Doomscrolling saat Pandemik Tingkatkan Risiko Masalah Kesehatan

Terus-terusan menelusuri media sosial perihal berita negatif

Tidak bisa dimungkiri bahwa hadirnya media sosial memudahkan kita dalam mencari informasi tentang berbagai hal, salah satunya tentang pandemik COVID-19 dan perkembangannya.

Selama pandemik, tingkat pencarian berita terkait COVID-19 dilaporkan meningkat. Wajar saja karena tingkat penularan masih tinggi dan berdampak pada berbagai aspek kehidupan.

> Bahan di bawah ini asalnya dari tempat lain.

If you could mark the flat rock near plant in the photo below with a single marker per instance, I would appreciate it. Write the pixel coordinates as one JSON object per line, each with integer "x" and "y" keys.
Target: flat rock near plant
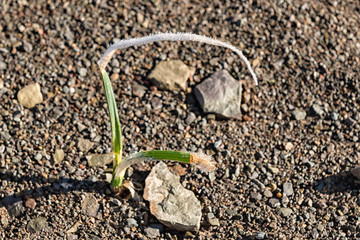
{"x": 171, "y": 203}
{"x": 171, "y": 75}
{"x": 30, "y": 95}
{"x": 220, "y": 94}
{"x": 303, "y": 53}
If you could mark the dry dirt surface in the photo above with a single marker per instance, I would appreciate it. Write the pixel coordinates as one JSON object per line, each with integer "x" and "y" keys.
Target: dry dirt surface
{"x": 284, "y": 171}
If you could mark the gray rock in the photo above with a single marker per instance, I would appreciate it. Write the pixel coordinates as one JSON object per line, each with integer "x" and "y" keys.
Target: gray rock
{"x": 36, "y": 224}
{"x": 171, "y": 75}
{"x": 58, "y": 155}
{"x": 255, "y": 196}
{"x": 82, "y": 72}
{"x": 4, "y": 218}
{"x": 30, "y": 95}
{"x": 317, "y": 110}
{"x": 274, "y": 202}
{"x": 152, "y": 232}
{"x": 171, "y": 203}
{"x": 131, "y": 222}
{"x": 99, "y": 160}
{"x": 356, "y": 172}
{"x": 2, "y": 65}
{"x": 14, "y": 205}
{"x": 84, "y": 145}
{"x": 285, "y": 212}
{"x": 350, "y": 122}
{"x": 288, "y": 189}
{"x": 190, "y": 118}
{"x": 260, "y": 235}
{"x": 90, "y": 206}
{"x": 220, "y": 94}
{"x": 298, "y": 115}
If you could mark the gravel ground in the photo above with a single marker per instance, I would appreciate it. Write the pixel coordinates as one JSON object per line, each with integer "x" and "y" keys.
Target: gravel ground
{"x": 283, "y": 171}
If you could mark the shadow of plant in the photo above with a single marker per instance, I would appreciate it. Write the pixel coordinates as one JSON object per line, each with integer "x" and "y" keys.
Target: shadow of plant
{"x": 341, "y": 182}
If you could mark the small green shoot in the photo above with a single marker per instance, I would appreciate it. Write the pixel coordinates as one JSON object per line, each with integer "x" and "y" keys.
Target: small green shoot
{"x": 120, "y": 165}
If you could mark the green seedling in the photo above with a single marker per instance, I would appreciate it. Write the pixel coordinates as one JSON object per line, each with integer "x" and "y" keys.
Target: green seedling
{"x": 120, "y": 164}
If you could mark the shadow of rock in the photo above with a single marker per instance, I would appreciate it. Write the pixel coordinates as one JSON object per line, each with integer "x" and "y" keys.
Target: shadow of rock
{"x": 13, "y": 201}
{"x": 341, "y": 182}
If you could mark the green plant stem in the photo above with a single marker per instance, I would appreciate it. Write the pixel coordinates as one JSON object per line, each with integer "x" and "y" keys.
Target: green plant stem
{"x": 115, "y": 129}
{"x": 167, "y": 155}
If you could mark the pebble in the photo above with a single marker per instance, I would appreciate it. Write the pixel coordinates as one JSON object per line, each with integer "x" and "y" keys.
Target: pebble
{"x": 356, "y": 172}
{"x": 36, "y": 224}
{"x": 285, "y": 212}
{"x": 100, "y": 160}
{"x": 191, "y": 117}
{"x": 298, "y": 115}
{"x": 180, "y": 210}
{"x": 288, "y": 189}
{"x": 30, "y": 203}
{"x": 30, "y": 95}
{"x": 58, "y": 155}
{"x": 260, "y": 235}
{"x": 317, "y": 110}
{"x": 90, "y": 206}
{"x": 83, "y": 72}
{"x": 131, "y": 222}
{"x": 274, "y": 202}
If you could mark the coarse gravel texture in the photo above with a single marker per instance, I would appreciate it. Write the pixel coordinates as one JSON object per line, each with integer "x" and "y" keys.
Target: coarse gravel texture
{"x": 304, "y": 52}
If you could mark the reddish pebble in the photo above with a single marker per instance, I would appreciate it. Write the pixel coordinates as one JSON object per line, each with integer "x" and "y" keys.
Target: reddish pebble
{"x": 30, "y": 203}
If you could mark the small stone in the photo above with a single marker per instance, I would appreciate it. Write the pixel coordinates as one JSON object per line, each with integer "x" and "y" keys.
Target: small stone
{"x": 214, "y": 222}
{"x": 58, "y": 155}
{"x": 82, "y": 72}
{"x": 84, "y": 145}
{"x": 90, "y": 206}
{"x": 138, "y": 90}
{"x": 171, "y": 75}
{"x": 36, "y": 224}
{"x": 190, "y": 118}
{"x": 4, "y": 218}
{"x": 131, "y": 222}
{"x": 274, "y": 202}
{"x": 356, "y": 172}
{"x": 171, "y": 203}
{"x": 314, "y": 233}
{"x": 321, "y": 204}
{"x": 289, "y": 146}
{"x": 3, "y": 65}
{"x": 268, "y": 193}
{"x": 30, "y": 203}
{"x": 285, "y": 212}
{"x": 14, "y": 205}
{"x": 260, "y": 235}
{"x": 30, "y": 95}
{"x": 316, "y": 110}
{"x": 288, "y": 189}
{"x": 156, "y": 103}
{"x": 100, "y": 160}
{"x": 273, "y": 170}
{"x": 255, "y": 196}
{"x": 350, "y": 122}
{"x": 154, "y": 230}
{"x": 117, "y": 202}
{"x": 298, "y": 115}
{"x": 220, "y": 94}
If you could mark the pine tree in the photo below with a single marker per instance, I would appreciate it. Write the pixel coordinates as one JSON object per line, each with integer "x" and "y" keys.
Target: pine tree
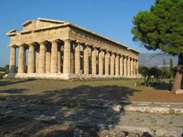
{"x": 162, "y": 28}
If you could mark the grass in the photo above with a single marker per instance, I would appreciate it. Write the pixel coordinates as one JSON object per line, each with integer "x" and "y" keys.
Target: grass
{"x": 110, "y": 89}
{"x": 70, "y": 93}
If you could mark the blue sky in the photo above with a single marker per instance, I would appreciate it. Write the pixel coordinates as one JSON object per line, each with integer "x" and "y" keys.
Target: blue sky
{"x": 110, "y": 18}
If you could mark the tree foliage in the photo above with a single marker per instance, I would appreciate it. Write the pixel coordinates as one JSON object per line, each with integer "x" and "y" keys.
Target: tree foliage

Meski demikian, kalau terus-terusan menelusuri media sosial, terlebih fokus utamanya adalah berita-berita negatif, hal ini tidak disarankan. Fenomena ini disebut sebagai "doomscrolling". Kondisi ini mendapat perhatian khusus dari berbagai pakar kesehatan.

Dilansir Healthline, Ariane Ling, PhD, seorang psikolog dari New York, Amerika Serikat (AS), menyebut bahwa doomscrolling adalah tindakan membaca berita buruk dan pencarian di aplikasi berita atau media sosial secara terus-menerus.

Bila sampai tak terkendali, doomscrolling dapat memengaruhi kesehatan kita, baik dari segi psikologis maupun fisik. Berikut ini penjelasannya.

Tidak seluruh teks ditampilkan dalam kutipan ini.